Catatan Mengenang Mantan Ketua Umum PWI Pusat, Margiono
Oleh Dion DB Putra
TRIBUNLOMBOK.COM - Seorang wanita muda berlesung pipit menghampiri saya di Aula El Tari, Kantor Gubernur Nusa Tenggara Timur (NTT) siang itu. "Om Dion, bisa minta tolong?" ujarnya.
"Silakan, apa yang bisa saya bantu?"
"Kami sudah punya daftar ukuran baju dari bahan tenun NTT buat Bapak Presiden, Ibu Negara, Gubernur dan pejabat lainnya. Tinggal satu yang belum yaitu penanggung jawab Hari Pers Nasonal 2011, Bapak Margiono," ujarnya.
Baca juga: Polres Bima Kota Berjaga-jaga di Rutan Bima Pascakerusuhan yang Picu 19 Tahanan Kabur
Baca juga: Bersiap, Pasar Murah Minyak Goreng Rp 14.000 Bakal Digelar di Praya
Saya langsung melepas pandangan sekeliling Aula El Tari, Kupang. Mencari orang yang baru disebut namanya oleh wanita dari panitia lokal Hari Pers Nasional (HPN) 2011 tersebut.
Ketua Umum Persatuan Wartawan Indonesia (PWI), Margiono sedang mengobrol dengan beberapa orang di sudut kiri Aula El Tari. Aula ini menjadi tempat acara puncak peringatan HPN 2011.
Baru beberapa saat sebelumnya beliau bersama sejumlah pengurus PWI pusat dan panitia nasional bertemu Gubernur NTT, Drs. Frans Lebu Raya dan Wakil Gubernur NTT, Ir. Esthon L Foenay. Pertemuan itu berlangsung sepekan sebelum HPN 9 Februari 2011.
Agenda pertemuan yaitu koordinasi memantapkan persiapan menjelang peringatan HPN Kupang 2011 yang dihadiri Presiden Susilo Bambang Yudhoyono (SBY) serta 1.500 delegasi dari 34 provinsi.

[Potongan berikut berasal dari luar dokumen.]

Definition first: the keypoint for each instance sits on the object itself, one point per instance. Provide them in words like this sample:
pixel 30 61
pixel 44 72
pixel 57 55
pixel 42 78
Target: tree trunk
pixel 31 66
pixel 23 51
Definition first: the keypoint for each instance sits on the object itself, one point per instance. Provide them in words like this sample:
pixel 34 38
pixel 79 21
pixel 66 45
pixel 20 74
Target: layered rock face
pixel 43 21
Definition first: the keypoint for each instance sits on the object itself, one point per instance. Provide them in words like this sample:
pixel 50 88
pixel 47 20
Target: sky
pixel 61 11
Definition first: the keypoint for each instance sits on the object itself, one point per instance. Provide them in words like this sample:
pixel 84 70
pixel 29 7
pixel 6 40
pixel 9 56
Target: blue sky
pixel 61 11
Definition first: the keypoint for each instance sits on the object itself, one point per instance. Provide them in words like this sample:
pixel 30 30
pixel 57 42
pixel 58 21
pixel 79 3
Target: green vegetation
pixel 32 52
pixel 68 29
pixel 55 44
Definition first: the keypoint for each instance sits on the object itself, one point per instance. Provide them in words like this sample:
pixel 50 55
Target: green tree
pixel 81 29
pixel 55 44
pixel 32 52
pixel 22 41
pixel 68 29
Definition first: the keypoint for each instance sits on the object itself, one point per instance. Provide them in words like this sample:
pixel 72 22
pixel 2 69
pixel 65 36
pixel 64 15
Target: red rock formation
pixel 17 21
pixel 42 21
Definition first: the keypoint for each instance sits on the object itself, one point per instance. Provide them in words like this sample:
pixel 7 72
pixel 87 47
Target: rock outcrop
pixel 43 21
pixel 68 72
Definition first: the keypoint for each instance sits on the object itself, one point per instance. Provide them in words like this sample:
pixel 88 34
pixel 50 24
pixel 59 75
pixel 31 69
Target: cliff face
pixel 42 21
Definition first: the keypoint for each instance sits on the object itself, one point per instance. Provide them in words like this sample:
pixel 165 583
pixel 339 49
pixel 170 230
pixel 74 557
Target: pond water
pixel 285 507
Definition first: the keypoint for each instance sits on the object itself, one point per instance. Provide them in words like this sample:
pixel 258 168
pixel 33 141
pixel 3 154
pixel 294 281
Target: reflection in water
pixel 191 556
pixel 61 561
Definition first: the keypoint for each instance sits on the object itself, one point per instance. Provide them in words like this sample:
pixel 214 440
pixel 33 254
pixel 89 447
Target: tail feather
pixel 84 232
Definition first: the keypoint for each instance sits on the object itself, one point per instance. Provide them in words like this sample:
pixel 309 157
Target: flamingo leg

Saya mendekati Margiono lalu menanyakan ukuran bajunya. Pria yang akrab disapa MG itu tidak menyebut ukuran M, L, XX atau XXL.
"Saya seukuran Bapak itu, Pak Wagub," ujarnya sambil tersenyum melihat ke arah pintu Aula El Tari.
Di sana terlihat Wakil Gubernur NTT, Pak Esthon L Foenay sedang berjalan keluar untuk kembali ke ruang kerjanya di kantor gubernur yang bersebelahan dengan Aula El Tari.
"Oh, baik Mas," jawabku.
Postur tubuh Mas MG memang mirip Pak Esthon. Panitia HPN akhirnya mendapatkan ukuran baju tenun ikat NTT yang pas. Baju itulah yang dia kenakan saat puncak peringatan HPN di Aula El Tari Kupang, 9 Februari 2011.
***
Saya pertama kali bertemu dan berkenalan dengan Mas Margiono di forum Kongres PWI di Kota Banda Aceh bulan Juli 2008.
Dalam kongres itu Mas MG terpilih sebagai ketua umum PWI Pusat dengan dukungan suara mayoritas. Dia menggantikan Tarman Azzam yang memimpin PWI selama dua periode sebelumnya.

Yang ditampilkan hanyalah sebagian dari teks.